CMS would like your help in developing the replacement to the Sustainable Growth Rate adjustment (SGR). But you need to act quickly because CMS' cutoff date for your suggestions is October 31, 2015.

CMS is developing the replacement to the SGR in accordance with the Medicare Access and CHIP Reauthorization Act of 2015 (MACRA) [PDF]. MACRA repealed the widely unpopular SGR, which had reached a double digit reduction in the conversion factor used to determine physician reimbursement, with a temporary ½ percent increase to the conversion factor until the end of 2018. MACRA requires CMS to replace the SGR, the Physician Quality Reporting System (PQRS), the Electronic Medical Record Incentive Program (Meaningful Use), and the Value Based Modifier (VBM) incentive programs by 2019, with a new Merit-Based Incentive Payment System, called MIPS. MACRA also created an incentive for eligible professionals to participate in alternate payment models (APMs) by providing a ½ percent factor increase for those professionals participating in an APM and exempting those providers from MIPS.

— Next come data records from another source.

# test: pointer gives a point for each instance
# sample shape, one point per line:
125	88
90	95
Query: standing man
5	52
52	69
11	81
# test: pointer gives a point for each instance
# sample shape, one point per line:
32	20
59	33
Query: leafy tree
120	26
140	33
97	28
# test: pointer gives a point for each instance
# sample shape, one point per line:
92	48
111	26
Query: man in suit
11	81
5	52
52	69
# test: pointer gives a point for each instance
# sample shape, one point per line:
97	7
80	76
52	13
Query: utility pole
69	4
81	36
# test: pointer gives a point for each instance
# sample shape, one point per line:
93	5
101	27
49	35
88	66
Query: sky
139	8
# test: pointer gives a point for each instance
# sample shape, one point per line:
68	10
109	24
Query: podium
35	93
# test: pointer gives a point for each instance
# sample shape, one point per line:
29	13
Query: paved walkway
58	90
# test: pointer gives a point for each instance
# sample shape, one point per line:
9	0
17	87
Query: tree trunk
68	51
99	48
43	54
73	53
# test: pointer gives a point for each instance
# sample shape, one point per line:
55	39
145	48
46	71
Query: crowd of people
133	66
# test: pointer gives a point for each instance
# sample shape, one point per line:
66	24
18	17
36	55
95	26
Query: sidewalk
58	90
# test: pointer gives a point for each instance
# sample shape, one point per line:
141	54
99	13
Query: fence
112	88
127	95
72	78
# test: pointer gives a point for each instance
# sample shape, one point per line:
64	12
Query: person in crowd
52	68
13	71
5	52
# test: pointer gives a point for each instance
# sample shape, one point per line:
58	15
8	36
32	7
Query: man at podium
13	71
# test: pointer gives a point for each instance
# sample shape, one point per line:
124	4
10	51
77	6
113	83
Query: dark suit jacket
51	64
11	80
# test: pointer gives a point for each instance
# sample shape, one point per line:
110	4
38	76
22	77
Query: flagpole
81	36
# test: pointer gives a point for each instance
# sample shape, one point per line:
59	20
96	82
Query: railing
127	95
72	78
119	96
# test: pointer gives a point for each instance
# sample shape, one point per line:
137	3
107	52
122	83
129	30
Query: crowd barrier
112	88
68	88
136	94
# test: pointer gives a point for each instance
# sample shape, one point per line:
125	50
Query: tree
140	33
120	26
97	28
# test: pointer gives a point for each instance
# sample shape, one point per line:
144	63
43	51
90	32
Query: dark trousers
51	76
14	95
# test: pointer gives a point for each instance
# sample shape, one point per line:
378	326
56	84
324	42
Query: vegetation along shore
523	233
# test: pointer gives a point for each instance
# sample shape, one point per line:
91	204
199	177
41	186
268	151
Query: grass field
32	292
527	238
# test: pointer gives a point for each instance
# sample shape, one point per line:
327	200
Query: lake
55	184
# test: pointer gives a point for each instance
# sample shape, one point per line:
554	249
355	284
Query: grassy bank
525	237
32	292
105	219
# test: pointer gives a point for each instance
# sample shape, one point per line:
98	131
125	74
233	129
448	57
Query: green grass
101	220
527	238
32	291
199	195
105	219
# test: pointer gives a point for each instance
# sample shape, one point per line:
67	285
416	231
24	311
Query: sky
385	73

CMS requested suggestions on how to transition these programs in a request for information [PDF] published in the Federal Register on October 1. CMS sought specific comments in the following areas:

  1. Whether certain mid-level providers like physical therapists, clinical social workers, certified nurse midwives, registered dieticians, and others should be eligible for MIPS (and be included in MIPS as Eligible Professionals), or whether only physicians (as defined by Medicare), physician assistants, nurse practitioners, and certified registered nurse anesthetists should be Eligible Professionals;
  2. How to allow Eligible Professionals to participate in MIPS, including those who billed claims to Medicare under multiple tax identification numbers, and how to allow virtual groups of like-minded eligible professionals to submit their MIPS data collectively;
  3. How to address CMS' concerns over data quality, the use of different reporting mechanisms to report quality indicators, and whether MIPS should require Eligible Professionals to report data using Certified EHR Technology standards or merely record and capture the quality data;
  4. What resource measures should be used for MIPS, in comparison to those used in the VBM incentive program;
  5. What clinical practice improvement measures should be used that would most likely result in improved outcomes for Eligible Professionals, including special rules for small and rural providers;
  6. How to implement the meaningful use of Certified EHR Technology methodology;
  7. Recommendations for other measures, including those used in other CMS payment systems;
  8. Input on process issues, including how to assess an Eligible Professional's performance history, how to implement the scoring system, and what flexibility CMS should have in weighing performance categories; and
  9. Requirements for APMs and the relationships between APMs, MIPS, Eligible Professionals, and providers exempt from MIPS because they participate in a QPM.

Ober|Kaler's Comments

Stakeholders should act quickly and submit their comments by October 31, 2015. The transition to MIPS is an opportunity to promote positive aspects of PQRS, meaningful use, and VBM and to remove aspects of each of those programs which offer little benefit or are perhaps more arduous than they are worth. APMs and the physicians who participate in APMs should also consider responding to CMS' request for information. Lastly, midlevel providers like clinical social workers, certified nurse midwives, physical therapists, and registered dieticians should consider whether MIPS would be a welcome intrusion, or an unwanted one, in their care delivery.